面對兩頭化形妖獸的聯手圍攻,本就已經負傷的白瑤怡心中叫苦不已,頓時升起了暫避鋒芒的念頭。可這世間哪有如此順遂之事?開弓沒有回頭箭,此刻想走,兩頭妖獸豈會應允?
那頭寒蛟憑藉著強悍的本體,又精通冰屬性神通,對白瑤怡的冰系攻擊近乎免疫。雖說它的冰系神通對白瑤怡的傷害也有限,但架不住它肉身強橫!一雙巨爪揮舞得虎虎生風,僅憑純物理攻擊,便將白瑤怡逼得節節敗退,連喘息的空隙都沒有。
而那頭尖嘴魚妖,雖說被斬掉了一截魚鰭,戰力有所受損,但妖獸的體魄本就堅韌強橫,這點傷勢對它而言影響甚微。它狡黠地躲在寒蛟身後,一邊吞服妖丹療傷,一邊時不時發動水屬性法術偷襲,專挑白瑤怡防禦薄弱之處下手,陰險至極。

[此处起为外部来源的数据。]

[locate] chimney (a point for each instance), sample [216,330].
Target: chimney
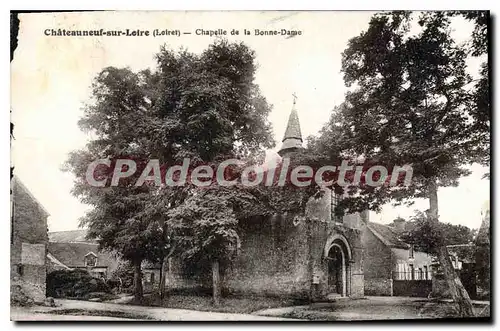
[399,224]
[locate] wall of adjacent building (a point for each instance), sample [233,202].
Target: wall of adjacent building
[377,265]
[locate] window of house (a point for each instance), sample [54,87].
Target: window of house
[90,260]
[336,198]
[412,272]
[411,252]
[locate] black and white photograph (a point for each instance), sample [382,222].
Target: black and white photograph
[250,166]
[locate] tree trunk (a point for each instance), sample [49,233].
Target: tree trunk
[163,272]
[138,291]
[457,290]
[163,275]
[216,282]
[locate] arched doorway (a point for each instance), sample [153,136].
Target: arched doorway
[338,257]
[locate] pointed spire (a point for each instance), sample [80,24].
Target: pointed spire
[293,137]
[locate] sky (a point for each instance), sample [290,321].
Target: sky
[51,79]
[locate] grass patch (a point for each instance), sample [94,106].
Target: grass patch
[108,313]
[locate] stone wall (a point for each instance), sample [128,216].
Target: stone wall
[378,286]
[279,256]
[28,243]
[377,263]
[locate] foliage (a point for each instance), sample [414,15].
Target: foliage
[199,106]
[122,276]
[73,283]
[427,235]
[410,103]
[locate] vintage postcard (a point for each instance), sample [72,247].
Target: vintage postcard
[250,166]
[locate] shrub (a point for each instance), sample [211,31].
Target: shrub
[74,283]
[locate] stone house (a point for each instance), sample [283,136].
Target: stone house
[313,258]
[482,253]
[70,250]
[388,259]
[28,243]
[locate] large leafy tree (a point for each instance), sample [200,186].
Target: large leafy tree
[119,121]
[409,103]
[204,107]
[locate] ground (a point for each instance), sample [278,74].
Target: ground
[370,308]
[374,308]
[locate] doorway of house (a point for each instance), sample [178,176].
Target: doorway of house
[337,282]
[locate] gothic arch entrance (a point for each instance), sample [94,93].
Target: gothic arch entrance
[338,258]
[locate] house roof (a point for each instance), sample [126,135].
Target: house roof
[69,236]
[73,254]
[19,183]
[387,235]
[56,262]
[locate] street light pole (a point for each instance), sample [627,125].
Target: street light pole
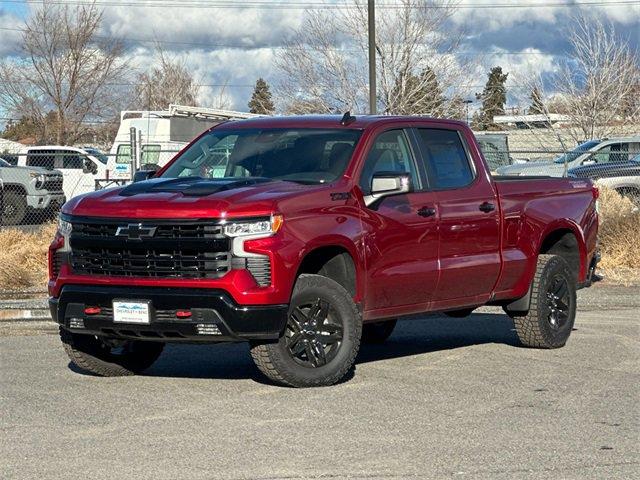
[372,56]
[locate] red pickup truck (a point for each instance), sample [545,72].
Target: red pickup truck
[308,235]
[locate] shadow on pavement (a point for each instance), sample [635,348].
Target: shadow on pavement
[410,337]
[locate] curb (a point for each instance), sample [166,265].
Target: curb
[21,310]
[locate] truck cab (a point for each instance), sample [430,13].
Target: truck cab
[306,236]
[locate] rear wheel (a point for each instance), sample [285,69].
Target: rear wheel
[14,208]
[377,332]
[109,358]
[321,338]
[552,312]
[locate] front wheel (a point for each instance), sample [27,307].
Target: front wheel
[107,357]
[321,338]
[552,312]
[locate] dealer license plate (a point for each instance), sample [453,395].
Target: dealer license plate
[128,311]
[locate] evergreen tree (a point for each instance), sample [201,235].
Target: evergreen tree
[494,97]
[261,101]
[537,105]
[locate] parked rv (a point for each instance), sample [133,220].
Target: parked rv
[159,135]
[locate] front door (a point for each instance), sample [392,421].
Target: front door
[400,234]
[468,215]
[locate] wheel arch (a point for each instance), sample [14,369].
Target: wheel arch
[564,238]
[336,260]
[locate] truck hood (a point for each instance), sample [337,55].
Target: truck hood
[533,168]
[187,198]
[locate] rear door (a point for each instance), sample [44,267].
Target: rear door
[468,215]
[401,233]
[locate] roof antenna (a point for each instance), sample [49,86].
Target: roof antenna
[347,118]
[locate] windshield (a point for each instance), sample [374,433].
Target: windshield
[576,152]
[98,154]
[308,156]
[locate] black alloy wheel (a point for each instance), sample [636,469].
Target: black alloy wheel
[313,334]
[558,301]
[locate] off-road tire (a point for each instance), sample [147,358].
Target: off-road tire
[277,363]
[14,208]
[535,328]
[87,353]
[377,332]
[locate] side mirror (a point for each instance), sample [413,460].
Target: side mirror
[89,167]
[142,175]
[385,184]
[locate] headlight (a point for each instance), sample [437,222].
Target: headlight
[257,228]
[64,227]
[39,179]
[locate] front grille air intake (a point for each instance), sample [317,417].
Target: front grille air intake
[260,268]
[197,250]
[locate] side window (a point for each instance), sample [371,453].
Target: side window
[389,153]
[445,158]
[41,158]
[149,154]
[123,154]
[72,160]
[612,153]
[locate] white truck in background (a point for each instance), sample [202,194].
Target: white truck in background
[159,135]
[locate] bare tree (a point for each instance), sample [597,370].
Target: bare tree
[170,82]
[597,87]
[65,67]
[325,63]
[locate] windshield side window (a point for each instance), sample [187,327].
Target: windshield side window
[389,153]
[123,154]
[150,154]
[71,159]
[445,158]
[612,153]
[307,156]
[41,158]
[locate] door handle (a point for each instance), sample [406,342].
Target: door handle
[427,212]
[487,207]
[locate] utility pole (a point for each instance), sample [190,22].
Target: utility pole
[371,10]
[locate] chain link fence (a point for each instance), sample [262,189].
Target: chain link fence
[35,184]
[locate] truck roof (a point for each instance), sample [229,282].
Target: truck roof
[331,121]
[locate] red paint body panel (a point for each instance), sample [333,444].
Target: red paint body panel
[404,263]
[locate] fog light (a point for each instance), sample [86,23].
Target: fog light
[76,322]
[208,329]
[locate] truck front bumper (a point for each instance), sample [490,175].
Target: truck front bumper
[214,316]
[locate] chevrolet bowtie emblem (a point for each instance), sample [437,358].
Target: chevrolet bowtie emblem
[136,231]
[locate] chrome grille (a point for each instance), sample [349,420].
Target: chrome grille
[176,250]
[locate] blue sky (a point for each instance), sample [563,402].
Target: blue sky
[237,45]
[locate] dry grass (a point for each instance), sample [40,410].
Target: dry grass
[619,237]
[23,257]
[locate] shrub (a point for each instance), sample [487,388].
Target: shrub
[23,257]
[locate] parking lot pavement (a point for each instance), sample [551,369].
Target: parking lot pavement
[444,398]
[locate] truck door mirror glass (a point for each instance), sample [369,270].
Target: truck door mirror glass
[89,167]
[142,175]
[385,184]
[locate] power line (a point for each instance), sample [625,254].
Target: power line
[311,5]
[279,47]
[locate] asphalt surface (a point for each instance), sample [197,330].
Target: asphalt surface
[443,398]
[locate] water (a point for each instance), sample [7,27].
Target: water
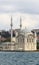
[19,58]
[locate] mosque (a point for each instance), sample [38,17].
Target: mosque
[23,40]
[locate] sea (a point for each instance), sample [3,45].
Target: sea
[19,58]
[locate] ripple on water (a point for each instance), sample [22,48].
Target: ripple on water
[19,58]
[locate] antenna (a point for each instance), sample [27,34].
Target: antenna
[11,30]
[20,23]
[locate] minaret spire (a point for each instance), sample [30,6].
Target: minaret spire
[20,23]
[11,29]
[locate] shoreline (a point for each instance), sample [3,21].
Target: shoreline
[19,51]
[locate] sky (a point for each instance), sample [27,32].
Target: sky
[28,10]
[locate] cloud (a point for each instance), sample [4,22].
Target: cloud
[30,21]
[22,6]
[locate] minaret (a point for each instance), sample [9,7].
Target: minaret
[20,23]
[11,29]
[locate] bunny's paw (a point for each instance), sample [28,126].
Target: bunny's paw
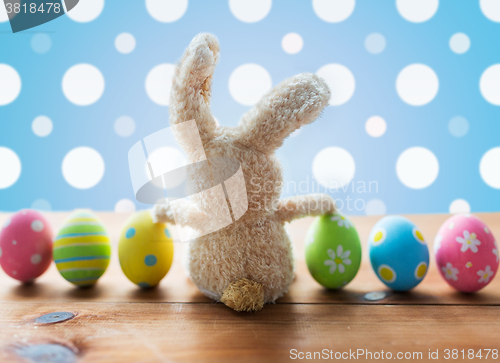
[244,295]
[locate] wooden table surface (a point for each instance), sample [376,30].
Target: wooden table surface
[117,322]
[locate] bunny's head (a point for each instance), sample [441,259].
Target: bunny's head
[292,103]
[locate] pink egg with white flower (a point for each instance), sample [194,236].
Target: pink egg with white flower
[26,245]
[466,253]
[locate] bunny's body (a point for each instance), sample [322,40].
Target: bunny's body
[249,262]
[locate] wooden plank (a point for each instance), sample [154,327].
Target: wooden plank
[150,332]
[114,286]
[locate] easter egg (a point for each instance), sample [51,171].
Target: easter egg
[398,253]
[82,249]
[466,253]
[25,245]
[145,250]
[333,250]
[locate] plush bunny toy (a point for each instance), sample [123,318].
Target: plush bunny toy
[249,262]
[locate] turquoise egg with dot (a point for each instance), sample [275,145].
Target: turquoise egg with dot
[398,253]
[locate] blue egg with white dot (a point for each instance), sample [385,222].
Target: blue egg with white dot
[398,253]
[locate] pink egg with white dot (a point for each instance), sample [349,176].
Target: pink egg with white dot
[466,253]
[25,245]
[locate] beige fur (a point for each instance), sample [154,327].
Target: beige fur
[249,262]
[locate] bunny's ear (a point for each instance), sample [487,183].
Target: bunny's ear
[294,102]
[191,85]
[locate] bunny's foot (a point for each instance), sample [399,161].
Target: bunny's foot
[244,295]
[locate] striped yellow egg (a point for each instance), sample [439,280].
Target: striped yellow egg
[82,249]
[145,250]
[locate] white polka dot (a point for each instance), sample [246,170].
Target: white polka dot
[417,167]
[165,159]
[166,11]
[41,205]
[417,84]
[248,83]
[459,43]
[125,43]
[124,126]
[417,11]
[86,11]
[489,84]
[42,126]
[250,11]
[375,126]
[491,9]
[292,43]
[341,82]
[83,84]
[375,207]
[83,167]
[459,206]
[333,11]
[333,167]
[10,167]
[375,43]
[10,84]
[159,83]
[490,167]
[125,206]
[36,259]
[37,225]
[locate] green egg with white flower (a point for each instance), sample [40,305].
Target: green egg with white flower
[333,250]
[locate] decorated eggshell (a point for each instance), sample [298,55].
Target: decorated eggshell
[398,253]
[145,250]
[82,249]
[333,250]
[466,253]
[26,245]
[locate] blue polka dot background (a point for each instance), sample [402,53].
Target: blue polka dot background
[398,253]
[415,82]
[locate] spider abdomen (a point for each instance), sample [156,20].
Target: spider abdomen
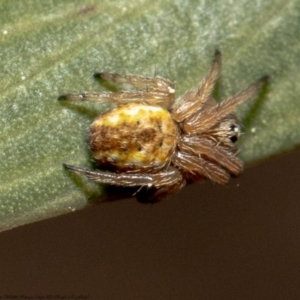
[133,137]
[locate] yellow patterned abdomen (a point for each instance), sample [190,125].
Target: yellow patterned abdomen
[134,137]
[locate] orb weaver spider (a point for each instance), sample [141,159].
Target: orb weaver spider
[145,142]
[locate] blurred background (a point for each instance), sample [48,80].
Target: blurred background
[239,241]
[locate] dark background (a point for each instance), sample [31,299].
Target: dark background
[240,241]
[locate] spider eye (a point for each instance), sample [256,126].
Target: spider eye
[235,133]
[233,139]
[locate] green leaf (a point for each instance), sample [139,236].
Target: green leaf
[49,48]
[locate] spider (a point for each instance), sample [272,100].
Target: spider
[144,142]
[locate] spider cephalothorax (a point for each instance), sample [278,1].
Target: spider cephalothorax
[144,142]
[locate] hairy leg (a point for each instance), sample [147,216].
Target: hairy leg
[191,102]
[197,166]
[163,178]
[149,83]
[198,123]
[199,145]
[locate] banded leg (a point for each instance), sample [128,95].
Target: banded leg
[157,180]
[120,98]
[191,102]
[150,83]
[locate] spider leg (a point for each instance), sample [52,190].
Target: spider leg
[203,121]
[121,98]
[199,145]
[163,178]
[152,194]
[191,102]
[149,83]
[197,166]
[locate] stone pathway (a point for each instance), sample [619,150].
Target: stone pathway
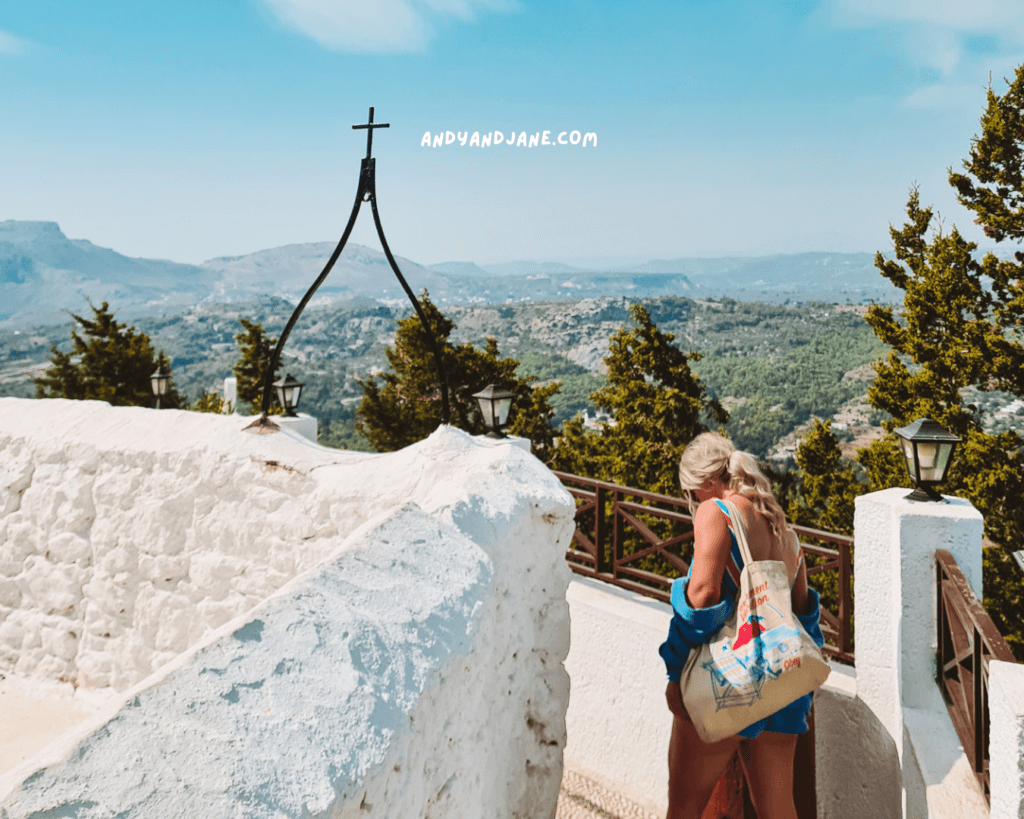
[582,799]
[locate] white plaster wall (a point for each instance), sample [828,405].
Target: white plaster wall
[1006,739]
[617,723]
[181,522]
[855,760]
[895,589]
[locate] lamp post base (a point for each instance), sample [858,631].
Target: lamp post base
[926,493]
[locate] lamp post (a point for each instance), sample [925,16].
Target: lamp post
[159,380]
[495,404]
[928,447]
[288,394]
[367,191]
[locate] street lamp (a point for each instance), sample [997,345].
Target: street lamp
[928,448]
[160,380]
[495,404]
[288,394]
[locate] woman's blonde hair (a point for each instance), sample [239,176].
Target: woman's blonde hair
[713,456]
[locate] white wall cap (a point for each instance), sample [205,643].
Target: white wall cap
[842,680]
[620,602]
[895,498]
[513,440]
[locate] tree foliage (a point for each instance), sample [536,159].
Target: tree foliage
[207,402]
[255,352]
[828,483]
[403,403]
[658,405]
[109,361]
[961,327]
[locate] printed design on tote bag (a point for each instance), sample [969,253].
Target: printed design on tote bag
[739,671]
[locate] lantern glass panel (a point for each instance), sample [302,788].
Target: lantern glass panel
[934,460]
[907,447]
[503,405]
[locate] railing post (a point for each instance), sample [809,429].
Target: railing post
[617,541]
[845,604]
[600,530]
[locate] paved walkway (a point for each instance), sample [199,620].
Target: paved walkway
[583,799]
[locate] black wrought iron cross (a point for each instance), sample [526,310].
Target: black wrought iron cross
[370,130]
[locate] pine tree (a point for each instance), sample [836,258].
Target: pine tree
[658,405]
[828,483]
[954,332]
[110,361]
[255,352]
[403,403]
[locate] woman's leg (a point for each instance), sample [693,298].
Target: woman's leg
[767,762]
[694,768]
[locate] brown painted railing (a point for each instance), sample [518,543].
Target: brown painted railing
[615,542]
[968,641]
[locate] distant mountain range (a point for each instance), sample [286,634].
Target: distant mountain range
[43,272]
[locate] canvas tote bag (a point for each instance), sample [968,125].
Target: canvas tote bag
[762,658]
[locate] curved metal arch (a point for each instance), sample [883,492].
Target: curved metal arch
[367,191]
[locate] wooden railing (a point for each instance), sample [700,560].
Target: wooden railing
[968,641]
[641,541]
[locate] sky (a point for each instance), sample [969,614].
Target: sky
[193,129]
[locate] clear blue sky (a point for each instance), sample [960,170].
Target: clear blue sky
[199,128]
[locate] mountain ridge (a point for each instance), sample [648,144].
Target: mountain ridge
[44,272]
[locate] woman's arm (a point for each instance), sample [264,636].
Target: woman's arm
[711,551]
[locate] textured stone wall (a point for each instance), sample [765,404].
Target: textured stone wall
[129,536]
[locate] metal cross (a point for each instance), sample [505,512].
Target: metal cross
[370,130]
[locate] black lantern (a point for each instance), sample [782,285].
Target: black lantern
[160,379]
[288,394]
[928,448]
[495,404]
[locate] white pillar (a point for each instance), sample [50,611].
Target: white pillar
[896,631]
[231,393]
[300,423]
[1006,739]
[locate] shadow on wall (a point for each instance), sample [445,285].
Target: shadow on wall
[858,767]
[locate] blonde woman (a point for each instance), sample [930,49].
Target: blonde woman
[712,469]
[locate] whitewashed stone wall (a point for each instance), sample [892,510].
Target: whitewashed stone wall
[129,535]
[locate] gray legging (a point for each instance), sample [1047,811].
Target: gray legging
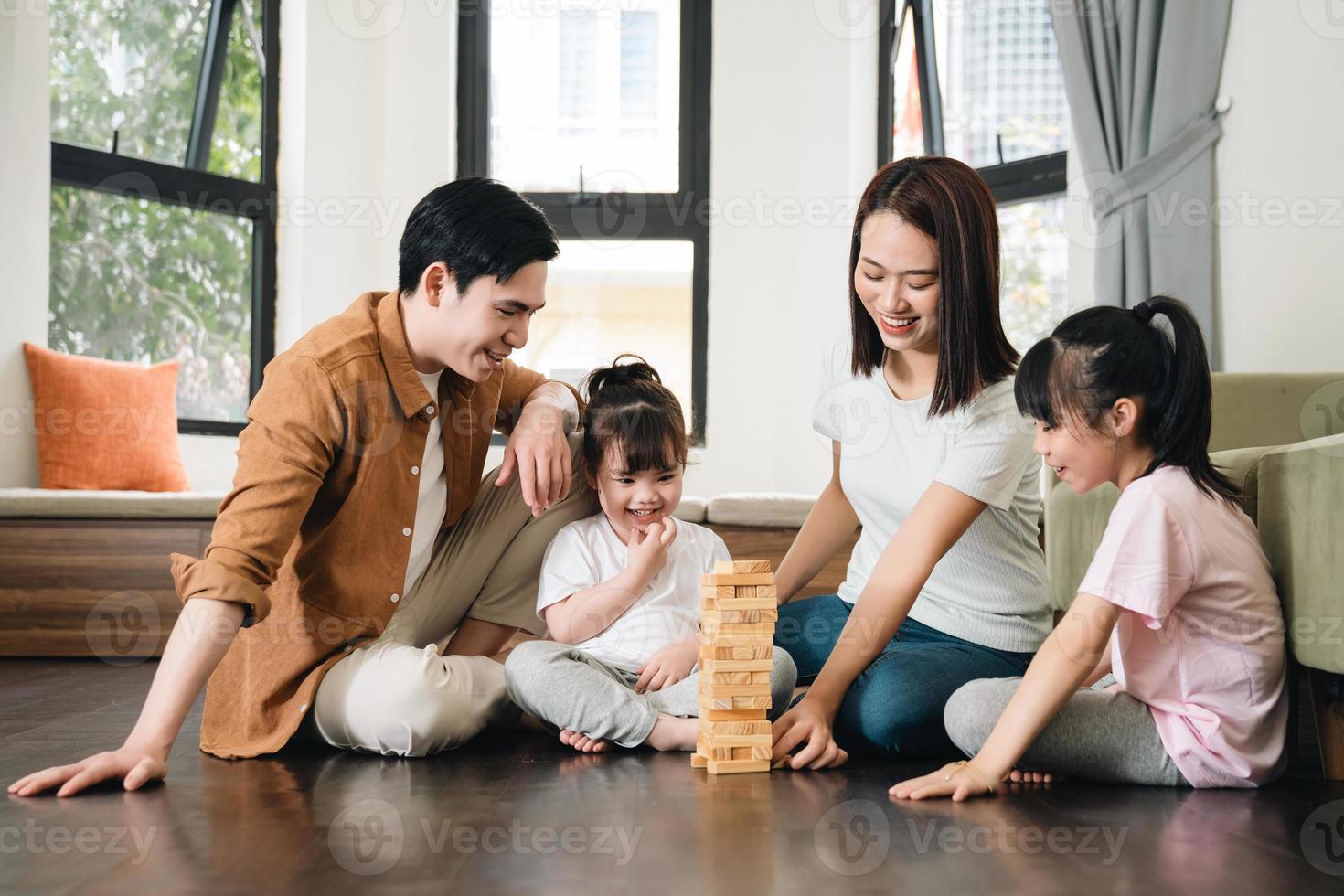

如此一來,白瑤怡周身的空間徹底被各類攻擊填滿,水箭、冰刃與巨爪交織成一張密密麻麻的攻擊大網。她全然沒有反擊的餘地,只能被迫轉為防守,全力催動小極宮的秘術,將周遭的海水迅速凝結成層層堅冰,將自己牢牢庇護其中,只求能多支撐片刻。
“咔嚓、咔嚓……”堅冰被轟擊的聲響不斷傳來,白瑤怡身周的冰層以肉眼可見的速度變薄,她的臉色也愈發蒼白,體內法力消耗劇增,顯然已是強弩之末,快要支撐不住了。
……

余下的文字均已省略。